CDL fraud charges in Georgia, Texas

The operator of a truck driving school in Georgia has been indicted for fraud in commercial driver licensing after an examiner pleaded guilty to accepting cash payments from him. Three Texas men also have been indicted for CDL fraud.

According to the U.S. Attorney’s Office for the Middle District of Alabama, James Welburn, owner and president of American Truck Driving Academy (ATDA), was indicted. The charges state that “Welburn corruptly gave cash payments to Michael Jordan, a third-party CDL examiner that operated in Columbus, Georgia.” Jordan entered a guilty plea in July for his role in the conspiracy to falsify CDL examinations.

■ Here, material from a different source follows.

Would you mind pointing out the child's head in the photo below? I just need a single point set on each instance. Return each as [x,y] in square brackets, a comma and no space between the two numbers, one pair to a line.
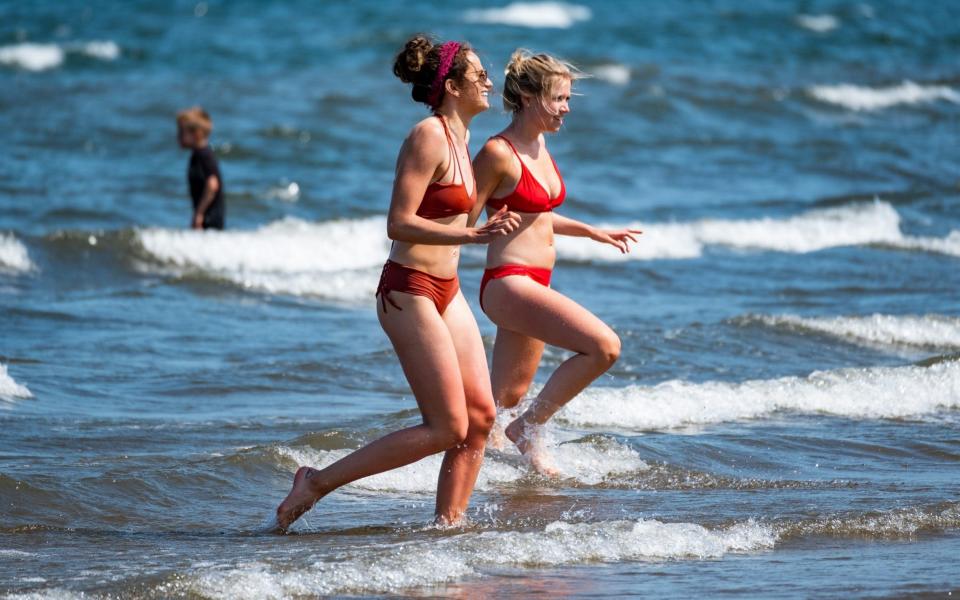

The charges stated that, “In exchange for cash payments from Welburn, Jordan falsified CDL examinations for ATDA students. The alleged falsifications included altering dates on score-sheets to conceal that Jordan conducted examinations before students were eligible to be tested; conducting more examinations than allowable on a single day; and giving ATDA students preferential treatment on the control skills portion of the exam by hand-selecting which test form to use when Jordan knew that Federal regulations required the test to be randomized.”

Also in July, a Texas Department of Public Safety employee, Alonzo Blackman, was indicted along with Fernando Guardado Vasquez and Marino Maury Diaz Leon.

The indictment, issued in the U.S. District Court in San Antonio, alleges that Vasquez and Leon paid Blackman to falsely certify that applicants passed the skills portion of the CDL test when those applicants had failed or had not taken the test. Blackman provided Vasquez and Leon with temporary CDLs for the applicants and Texas DPS later mailed permanent CDLs to them.